Und wenn Gut und Böse längst nicht mehr voneinander zu unterscheiden waren? Und wer forderte eigentlich wen heraus? Bei mir gewannen stets die Bösen, weil sie sich an keine Spielregeln hielten und klarerweise nichts zu verlieren hatten.
    Der Onkel erzählte mir von mancher längst geschlagener Schlacht, persischen Großkönigen, die einst am Bosporus aufmarschiert waren, mit all ihren Reitern, den Kataphraktoi und Klibanarioi, berittenen Bogenschützen und sogar Kriegselefanten. Einbäume wurden angeblich aufgeboten, Monoxyla, mit deren Hilfe man viel größere römische Boote angreifen wollte … und so weiter. Die in der Morgensonne funkelnden Panzer, Schilde und Waffen der wilden Horden mussten auf alle schrecklich gewirkt haben, wo es doch galt, seine Städte und Familien zu verteidigen, den Persern entschlossen die Stirn zu bieten. Mit wundertätigen Ikonen zogen Belagerte oftmals die Stadtmauern entlang, bemalten sich und alle freien Flächen mit Marienbildern, die Mutter Gottes sollte eine jede Seele vor dem Untergang retten.

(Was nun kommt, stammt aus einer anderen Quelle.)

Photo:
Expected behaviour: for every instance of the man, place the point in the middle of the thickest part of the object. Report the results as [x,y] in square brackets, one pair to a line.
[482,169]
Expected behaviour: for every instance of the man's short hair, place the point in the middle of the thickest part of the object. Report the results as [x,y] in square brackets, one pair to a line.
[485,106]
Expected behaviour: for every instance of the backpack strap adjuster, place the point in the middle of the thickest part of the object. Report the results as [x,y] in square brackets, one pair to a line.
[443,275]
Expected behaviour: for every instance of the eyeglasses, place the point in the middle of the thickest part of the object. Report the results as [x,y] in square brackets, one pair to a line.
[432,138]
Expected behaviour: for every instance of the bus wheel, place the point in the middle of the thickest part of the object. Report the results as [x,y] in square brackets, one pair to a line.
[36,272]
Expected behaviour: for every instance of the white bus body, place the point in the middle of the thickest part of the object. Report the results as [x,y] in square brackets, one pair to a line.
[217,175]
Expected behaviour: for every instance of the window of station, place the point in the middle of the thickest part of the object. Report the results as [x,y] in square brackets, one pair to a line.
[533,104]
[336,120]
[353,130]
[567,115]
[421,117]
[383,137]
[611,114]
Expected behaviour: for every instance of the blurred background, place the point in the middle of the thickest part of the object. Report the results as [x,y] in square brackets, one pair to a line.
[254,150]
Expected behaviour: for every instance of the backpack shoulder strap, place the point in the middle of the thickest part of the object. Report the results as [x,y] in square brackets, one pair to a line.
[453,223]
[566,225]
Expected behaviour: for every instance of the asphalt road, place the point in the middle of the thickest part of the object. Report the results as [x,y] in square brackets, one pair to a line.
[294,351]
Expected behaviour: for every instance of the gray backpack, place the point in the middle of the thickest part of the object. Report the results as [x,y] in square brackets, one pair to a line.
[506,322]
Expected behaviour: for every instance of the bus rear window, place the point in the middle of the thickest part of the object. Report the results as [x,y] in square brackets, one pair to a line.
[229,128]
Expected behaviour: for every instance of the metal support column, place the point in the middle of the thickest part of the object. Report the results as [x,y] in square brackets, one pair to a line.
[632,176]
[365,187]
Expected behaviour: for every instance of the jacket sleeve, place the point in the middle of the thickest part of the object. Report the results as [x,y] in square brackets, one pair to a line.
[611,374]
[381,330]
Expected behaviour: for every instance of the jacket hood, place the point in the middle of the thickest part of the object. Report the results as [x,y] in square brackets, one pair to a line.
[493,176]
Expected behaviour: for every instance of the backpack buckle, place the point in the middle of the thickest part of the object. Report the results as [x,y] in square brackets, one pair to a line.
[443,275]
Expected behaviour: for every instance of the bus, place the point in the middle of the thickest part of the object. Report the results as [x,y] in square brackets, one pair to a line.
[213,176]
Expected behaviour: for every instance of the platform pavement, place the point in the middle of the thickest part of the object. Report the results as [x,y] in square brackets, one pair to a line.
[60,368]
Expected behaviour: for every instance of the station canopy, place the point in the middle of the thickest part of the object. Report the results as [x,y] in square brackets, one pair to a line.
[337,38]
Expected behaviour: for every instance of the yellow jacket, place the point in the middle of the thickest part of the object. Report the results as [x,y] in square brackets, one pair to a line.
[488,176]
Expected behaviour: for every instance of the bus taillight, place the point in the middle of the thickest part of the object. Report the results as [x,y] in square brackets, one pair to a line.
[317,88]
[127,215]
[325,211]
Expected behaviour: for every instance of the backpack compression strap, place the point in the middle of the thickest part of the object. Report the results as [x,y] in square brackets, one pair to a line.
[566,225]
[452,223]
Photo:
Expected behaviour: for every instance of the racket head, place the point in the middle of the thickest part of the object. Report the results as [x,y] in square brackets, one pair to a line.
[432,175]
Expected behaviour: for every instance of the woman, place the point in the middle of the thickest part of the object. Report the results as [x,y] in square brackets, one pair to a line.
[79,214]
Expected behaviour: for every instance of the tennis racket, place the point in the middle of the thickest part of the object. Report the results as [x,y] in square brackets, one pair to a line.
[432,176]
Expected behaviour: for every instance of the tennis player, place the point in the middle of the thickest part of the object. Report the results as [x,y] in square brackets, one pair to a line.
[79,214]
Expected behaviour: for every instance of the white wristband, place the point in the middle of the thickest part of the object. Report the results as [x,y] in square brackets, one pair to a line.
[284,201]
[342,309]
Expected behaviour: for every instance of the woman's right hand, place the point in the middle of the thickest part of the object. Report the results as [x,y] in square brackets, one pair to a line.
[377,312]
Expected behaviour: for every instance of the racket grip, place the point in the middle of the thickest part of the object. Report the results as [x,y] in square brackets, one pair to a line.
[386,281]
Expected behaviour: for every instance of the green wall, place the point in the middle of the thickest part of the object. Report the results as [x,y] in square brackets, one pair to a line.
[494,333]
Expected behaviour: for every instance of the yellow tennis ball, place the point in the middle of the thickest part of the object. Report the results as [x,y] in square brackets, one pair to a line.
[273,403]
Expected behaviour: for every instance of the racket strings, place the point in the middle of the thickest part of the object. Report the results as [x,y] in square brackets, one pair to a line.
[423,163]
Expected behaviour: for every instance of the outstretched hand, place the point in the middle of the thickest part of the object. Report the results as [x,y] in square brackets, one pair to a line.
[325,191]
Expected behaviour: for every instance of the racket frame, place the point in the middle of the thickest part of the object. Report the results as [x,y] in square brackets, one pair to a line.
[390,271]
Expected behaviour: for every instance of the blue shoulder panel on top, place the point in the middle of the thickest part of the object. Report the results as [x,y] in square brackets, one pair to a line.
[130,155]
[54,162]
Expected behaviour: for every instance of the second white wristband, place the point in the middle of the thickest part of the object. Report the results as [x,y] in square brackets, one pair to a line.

    Ich fühlte mich wie ein Kindersoldat, doch dem Onkel konnte ich solchen Unsinn schwerlich erzählen. Ich spürte damals, dass wir verloren waren, unsere Zeit war abgelaufen, und ich sah mich blasser und blasser werden, meine Konturen verloren sich im Nebel, und irgendwann zog ich einsam umher, durch eine Landschaft, die mir gänzlich fremd war und deren Gegenwart mich verstörte. Sie ließ mich verstummen … Und nur ganz selten, wenn die Nebel für einen kurzen Moment lichter wurden, flackerten in der Ferne grelle Lichtkegel auf, vielleicht feierte dort irgendein Onkel Brenn- oder Geburtstage, was machte es noch für einen Unterschied. Vielleicht waren unsere eigenen Feste auch nur Orientierungspunkte für die
Konturlosen
dort draußen gewesen, nur weiß ich bis heute nicht, ob die Feuer- und Tanzgelage all die Orte markierten, die man suchen oder doch lieber um jeden Preis meiden sollte.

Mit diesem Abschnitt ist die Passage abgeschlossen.